Thirty-three years ago Pop had the upper lobe of his right lung removed, which included a cancerous tumor. When he checked into the hospital the day of the surgery they asked if he wanted a smoking room. That’s messed up, but it was 1988, I was 18 and like Pop, also smoked. Driving out of the parking lot after visiting him post-op, I dramatically threw a half-smoked pack of Newports (yuck) out the window, tears in my eyes…“Never again!!” In all honesty, it took me a bit more time being an idiot before completely kicking the habit.
Fast forward to 2020 and dang, they find a spot on Pop’s left lung, this time in the lower lobe. We hoped for the best, but as my sister Kristen reported, the ‘nodule’ was being an asshole, and was again, cancerous. Pop had surgery to remove the lobe, which he got through like a fucking champ, as well as some preventative chemo. The day after he got home from surgery, he told me on the phone, “I feel great! I could chop wood!” Now, the old man was on pain meds and later would say he could barely walk, but I loved his enthusiasm. Momma’s been amazing, taking things as they come and as usual, being optimistic and so, so strong.

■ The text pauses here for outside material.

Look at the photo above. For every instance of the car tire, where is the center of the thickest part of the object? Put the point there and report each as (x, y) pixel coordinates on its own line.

So with that, and this pandemic thing we have going on, visits to Kentucky to see the P’s and work on Mavis have basically ceased for the past year. During this time, I’ve have had waaaaaaaaay too much time to think about the color I’ve chosen to paint Mavis. This is chapping Pop’s ass because I have already picked the color, purchased it, and painted the wheels with it, but I don’t think I like it. Yes, I spent $320 on the paint, but like every car restoration project out there, the budget was blown long ago. I figure, regardless of all the glorious things Mavis will have under her hood, the exterior paint color is the first thing I’ll see. I should love it, right?
Ford Medium Green Glow / #53692f Hex Color Code
Problem is, between choosing the color and actually painting my wheels with it, there was quite a long break. I didn’t even realize the color I actually got was not the right green when I painted the wheels. This was after painstakingly sanding and prepping each one (thanks Kristen and Griff!) We even had the tires put on, we were so darn pleased with ourselves. Then came my dramatic realization that it was NOT the green I originally picked and I’m pissed at myself that I didn’t compare it to the original paint chip. It’s not the right green, and it’s also too yellow for my liking. Like, I don’t think I can just ‘live with it’.
Now Pop has been trying to convince me for the past year that the green is “just fine!” He even painted the trunk deck with it to show me how great it is. I’m not convinced, and I know I’m just exacerbating an already tense paint stand off between us. But I don’t know, Pop, I’m feeling a whole different color all together. Screw the green, I think I’m going cream! (I’m picturing him rolling his eyes as I type.)
Here’s the good news. My man Mike and I will be headed to KY in a month and the thought of actually hugging both my parents fills me with total joy. (We are all vaccinated!!) I’ll make the final call on the color, we’ll do some serious sanding and body work and hopefully get a start on the final paint job. Can’t wait!